I have been working on this journal problem for my Undergraduate Summer Research for a couple weeks now and I'm stuck. The problem is:
Let $\triangle ABC$ be a triangle with its greatest angle less than $120^{\circ}$, and let $F$ be the Fermat point of $\triangle ABC$ (the point in the interior of $\triangle ABC$ that minimizes the sum of the distances to A, B, and C). We've to prove $$ \frac{FA^4}{AB^2} + \frac{FB^4}{BC^2} + \frac{FC^4}{CA^2} \geq \frac{FA^3+FB^3+FC^3}{FA+FB+FC}. $$
My progress so far:
After working on this problem for a while, I've found and/or proved some properties of the Fermat point of a triangle:
Definition: If $\triangle ABC$ has all angles less than $2\pi/3$, then the circumscribed circles of the equilateral triangles $\triangle ABC_1$, $\triangle ACB_1$, and $\triangle BCA_1$ exterior to $\triangle ABC$ have a common point. This point is called the Torricelli point of $\triangle ABC$.
Lemma-$1:$ For any triangle $\triangle ABC$, under the given conditions of the problem, the Fermat point and the Torricelli point coincide. Thus, $F$ is also called the Fermat-Torricelli point of $\triangle ABC$.
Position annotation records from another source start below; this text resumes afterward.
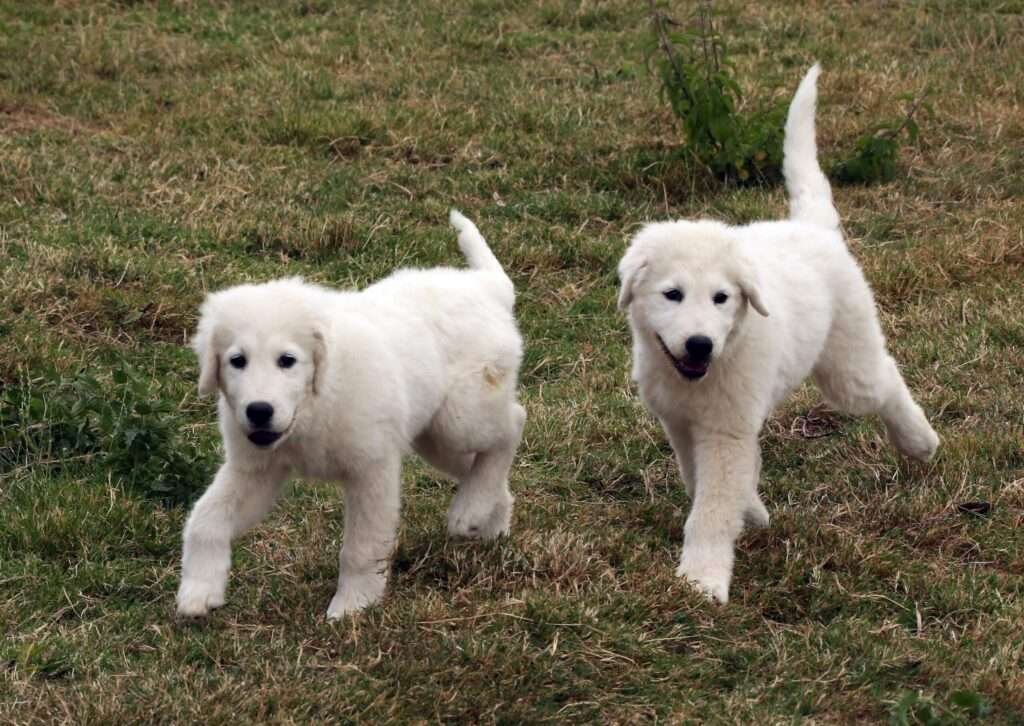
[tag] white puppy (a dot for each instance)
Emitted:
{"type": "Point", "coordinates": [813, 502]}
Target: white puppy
{"type": "Point", "coordinates": [727, 321]}
{"type": "Point", "coordinates": [340, 385]}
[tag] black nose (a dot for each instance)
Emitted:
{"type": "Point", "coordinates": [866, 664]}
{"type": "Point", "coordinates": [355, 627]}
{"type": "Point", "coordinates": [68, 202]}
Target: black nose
{"type": "Point", "coordinates": [698, 347]}
{"type": "Point", "coordinates": [259, 413]}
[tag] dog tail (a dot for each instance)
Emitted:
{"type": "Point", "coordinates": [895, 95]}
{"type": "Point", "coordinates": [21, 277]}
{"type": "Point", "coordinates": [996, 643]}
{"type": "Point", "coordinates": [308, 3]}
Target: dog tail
{"type": "Point", "coordinates": [473, 246]}
{"type": "Point", "coordinates": [810, 195]}
{"type": "Point", "coordinates": [478, 254]}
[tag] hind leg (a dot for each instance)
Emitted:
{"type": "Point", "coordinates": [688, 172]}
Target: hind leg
{"type": "Point", "coordinates": [867, 381]}
{"type": "Point", "coordinates": [455, 464]}
{"type": "Point", "coordinates": [482, 506]}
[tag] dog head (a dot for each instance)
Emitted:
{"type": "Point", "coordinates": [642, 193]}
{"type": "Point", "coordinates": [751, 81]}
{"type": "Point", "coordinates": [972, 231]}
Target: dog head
{"type": "Point", "coordinates": [687, 287]}
{"type": "Point", "coordinates": [263, 348]}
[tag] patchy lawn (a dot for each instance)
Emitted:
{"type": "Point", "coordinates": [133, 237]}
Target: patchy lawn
{"type": "Point", "coordinates": [153, 151]}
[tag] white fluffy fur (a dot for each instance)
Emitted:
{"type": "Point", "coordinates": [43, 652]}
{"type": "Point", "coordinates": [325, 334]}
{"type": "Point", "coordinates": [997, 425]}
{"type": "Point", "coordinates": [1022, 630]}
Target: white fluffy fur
{"type": "Point", "coordinates": [798, 305]}
{"type": "Point", "coordinates": [423, 360]}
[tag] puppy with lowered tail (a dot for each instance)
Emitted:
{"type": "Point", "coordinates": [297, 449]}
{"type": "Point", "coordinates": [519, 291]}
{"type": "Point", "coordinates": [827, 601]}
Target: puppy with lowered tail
{"type": "Point", "coordinates": [728, 321]}
{"type": "Point", "coordinates": [340, 386]}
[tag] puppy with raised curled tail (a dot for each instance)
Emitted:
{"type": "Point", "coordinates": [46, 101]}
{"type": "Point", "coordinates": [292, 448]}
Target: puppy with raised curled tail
{"type": "Point", "coordinates": [340, 386]}
{"type": "Point", "coordinates": [728, 321]}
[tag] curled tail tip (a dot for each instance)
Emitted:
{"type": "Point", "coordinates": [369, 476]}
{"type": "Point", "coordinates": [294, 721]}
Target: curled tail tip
{"type": "Point", "coordinates": [807, 92]}
{"type": "Point", "coordinates": [457, 219]}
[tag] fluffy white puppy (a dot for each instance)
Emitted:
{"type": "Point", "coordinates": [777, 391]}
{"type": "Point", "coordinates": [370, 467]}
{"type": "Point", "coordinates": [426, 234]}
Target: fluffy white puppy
{"type": "Point", "coordinates": [727, 321]}
{"type": "Point", "coordinates": [340, 385]}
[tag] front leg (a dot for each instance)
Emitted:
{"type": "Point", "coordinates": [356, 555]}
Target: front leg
{"type": "Point", "coordinates": [233, 503]}
{"type": "Point", "coordinates": [726, 475]}
{"type": "Point", "coordinates": [372, 507]}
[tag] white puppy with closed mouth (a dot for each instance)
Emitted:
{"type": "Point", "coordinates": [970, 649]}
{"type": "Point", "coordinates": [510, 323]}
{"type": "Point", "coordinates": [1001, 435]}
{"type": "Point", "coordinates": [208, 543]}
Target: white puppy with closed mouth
{"type": "Point", "coordinates": [340, 386]}
{"type": "Point", "coordinates": [727, 321]}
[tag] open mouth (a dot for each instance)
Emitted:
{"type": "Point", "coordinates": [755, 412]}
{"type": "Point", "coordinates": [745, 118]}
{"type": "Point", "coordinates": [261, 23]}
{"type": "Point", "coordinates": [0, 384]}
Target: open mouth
{"type": "Point", "coordinates": [263, 437]}
{"type": "Point", "coordinates": [686, 367]}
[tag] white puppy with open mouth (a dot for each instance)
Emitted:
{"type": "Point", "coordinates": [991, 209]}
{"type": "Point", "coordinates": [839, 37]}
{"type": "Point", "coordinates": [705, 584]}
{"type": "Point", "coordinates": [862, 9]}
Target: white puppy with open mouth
{"type": "Point", "coordinates": [340, 386]}
{"type": "Point", "coordinates": [727, 321]}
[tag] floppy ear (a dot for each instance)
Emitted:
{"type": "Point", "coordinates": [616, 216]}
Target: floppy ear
{"type": "Point", "coordinates": [320, 358]}
{"type": "Point", "coordinates": [205, 345]}
{"type": "Point", "coordinates": [630, 271]}
{"type": "Point", "coordinates": [750, 283]}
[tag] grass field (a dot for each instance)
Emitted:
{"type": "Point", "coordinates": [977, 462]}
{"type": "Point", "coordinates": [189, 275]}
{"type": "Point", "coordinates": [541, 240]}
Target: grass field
{"type": "Point", "coordinates": [151, 152]}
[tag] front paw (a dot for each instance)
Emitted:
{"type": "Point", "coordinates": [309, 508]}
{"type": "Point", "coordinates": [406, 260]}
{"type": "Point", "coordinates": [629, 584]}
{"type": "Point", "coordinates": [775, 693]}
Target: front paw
{"type": "Point", "coordinates": [196, 598]}
{"type": "Point", "coordinates": [355, 593]}
{"type": "Point", "coordinates": [479, 517]}
{"type": "Point", "coordinates": [709, 574]}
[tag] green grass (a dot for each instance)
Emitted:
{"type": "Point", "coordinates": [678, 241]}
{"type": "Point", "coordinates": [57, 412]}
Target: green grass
{"type": "Point", "coordinates": [151, 152]}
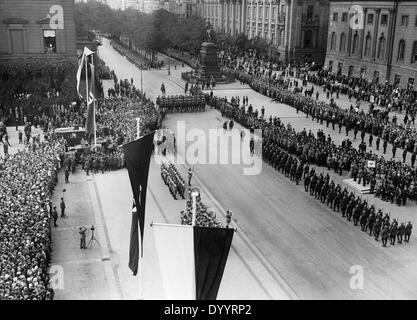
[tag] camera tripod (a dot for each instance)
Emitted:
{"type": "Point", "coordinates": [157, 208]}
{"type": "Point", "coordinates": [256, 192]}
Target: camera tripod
{"type": "Point", "coordinates": [93, 238]}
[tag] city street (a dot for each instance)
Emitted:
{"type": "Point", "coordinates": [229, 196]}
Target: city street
{"type": "Point", "coordinates": [287, 245]}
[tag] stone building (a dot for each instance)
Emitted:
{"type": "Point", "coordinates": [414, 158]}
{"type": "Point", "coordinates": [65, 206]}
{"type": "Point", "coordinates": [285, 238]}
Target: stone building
{"type": "Point", "coordinates": [377, 41]}
{"type": "Point", "coordinates": [297, 28]}
{"type": "Point", "coordinates": [37, 28]}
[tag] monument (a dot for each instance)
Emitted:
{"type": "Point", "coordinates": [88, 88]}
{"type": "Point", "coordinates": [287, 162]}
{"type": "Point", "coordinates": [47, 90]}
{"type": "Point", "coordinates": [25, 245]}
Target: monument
{"type": "Point", "coordinates": [209, 66]}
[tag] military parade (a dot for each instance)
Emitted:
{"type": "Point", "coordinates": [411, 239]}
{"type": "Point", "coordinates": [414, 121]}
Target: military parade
{"type": "Point", "coordinates": [181, 103]}
{"type": "Point", "coordinates": [158, 152]}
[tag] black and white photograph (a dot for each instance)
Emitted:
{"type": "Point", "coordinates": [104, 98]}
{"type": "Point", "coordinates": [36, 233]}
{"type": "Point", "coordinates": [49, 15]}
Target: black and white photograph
{"type": "Point", "coordinates": [225, 152]}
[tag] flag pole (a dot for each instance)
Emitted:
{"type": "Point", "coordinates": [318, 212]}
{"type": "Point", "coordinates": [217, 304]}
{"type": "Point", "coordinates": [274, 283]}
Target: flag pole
{"type": "Point", "coordinates": [194, 196]}
{"type": "Point", "coordinates": [137, 128]}
{"type": "Point", "coordinates": [140, 271]}
{"type": "Point", "coordinates": [94, 105]}
{"type": "Point", "coordinates": [86, 85]}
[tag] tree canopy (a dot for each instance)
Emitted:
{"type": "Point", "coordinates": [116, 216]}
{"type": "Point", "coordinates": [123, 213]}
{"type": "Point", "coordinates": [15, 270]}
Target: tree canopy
{"type": "Point", "coordinates": [156, 31]}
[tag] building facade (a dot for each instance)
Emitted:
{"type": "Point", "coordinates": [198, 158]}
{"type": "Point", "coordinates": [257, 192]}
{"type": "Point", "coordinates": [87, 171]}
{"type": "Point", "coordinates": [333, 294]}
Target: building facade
{"type": "Point", "coordinates": [37, 28]}
{"type": "Point", "coordinates": [297, 28]}
{"type": "Point", "coordinates": [187, 8]}
{"type": "Point", "coordinates": [377, 41]}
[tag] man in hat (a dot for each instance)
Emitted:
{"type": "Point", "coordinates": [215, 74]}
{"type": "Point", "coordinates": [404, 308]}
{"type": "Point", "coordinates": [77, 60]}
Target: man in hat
{"type": "Point", "coordinates": [228, 218]}
{"type": "Point", "coordinates": [190, 175]}
{"type": "Point", "coordinates": [62, 205]}
{"type": "Point", "coordinates": [82, 231]}
{"type": "Point", "coordinates": [407, 233]}
{"type": "Point", "coordinates": [55, 216]}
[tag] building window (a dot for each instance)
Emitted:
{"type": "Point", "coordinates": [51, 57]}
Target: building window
{"type": "Point", "coordinates": [342, 42]}
{"type": "Point", "coordinates": [333, 41]}
{"type": "Point", "coordinates": [414, 53]}
{"type": "Point", "coordinates": [355, 46]}
{"type": "Point", "coordinates": [368, 41]}
{"type": "Point", "coordinates": [17, 41]}
{"type": "Point", "coordinates": [384, 20]}
{"type": "Point", "coordinates": [404, 21]}
{"type": "Point", "coordinates": [49, 41]}
{"type": "Point", "coordinates": [401, 50]}
{"type": "Point", "coordinates": [310, 12]}
{"type": "Point", "coordinates": [381, 47]}
{"type": "Point", "coordinates": [308, 39]}
{"type": "Point", "coordinates": [376, 76]}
Lemma-$2:$ If $F$ is the Fermat-Torricelli point of $\triangle ABC$ then we have $$ FB+FC\leq \frac{2}{\sqrt{3}}BC,\\ FC+FA\leq \frac{2}{\sqrt{3}}CA,\\ FA+FB\leq \frac{2}{\sqrt{3}}AB .$$
Adding these three equations, we also obtain $$ FA+FB+FC\leq\frac{1}{\sqrt{3}}(AB+BC+CA) .$$
Lemma-$3:$ Under the given conditions in the problem for $\triangle ABC$, we have $$ FB^2+FC^2 \geq\frac{2}{3}BC^2,\\ FC^2+FA^2 \geq\frac{2}{3}CA^2,\\ FA^2+FB^2 \geq\frac{2}{3}AB^2. $$
Again, adding these equations we obtain $$ FA^2+FB^2+FC^2 \geq\frac{1}{3}(AB^2+BC^2+CA^2) .$$
Now, using Bergström's Inequality and Lemma-$3$, I manipulated the L.H.S. as follows $$ \frac{FA^4}{AB^2} + \frac{FB^4}{BC^2} + \frac{FC^4}{CA^2} \geq \frac{\left(FA^2+FB^2+FC^2 \right)^2}{AB^2+BC^2+CA^2}\geq \frac{1}{9}(AB^2+BC^2+CA^2) .$$
For the R.H.S., however, I could not get anywhere. My target was to conclude the proof by showing $$ R.H.S.\leq \frac{1}{9}(AB^2+BC^2+CA^2).$$ But that doesn't seem to be possible. I tried using Lemma-$2$ along with the factorized form of $x^3+y^3+z^3$ without success. Can someone provide some hints or any alternate approach for this problem? TIA.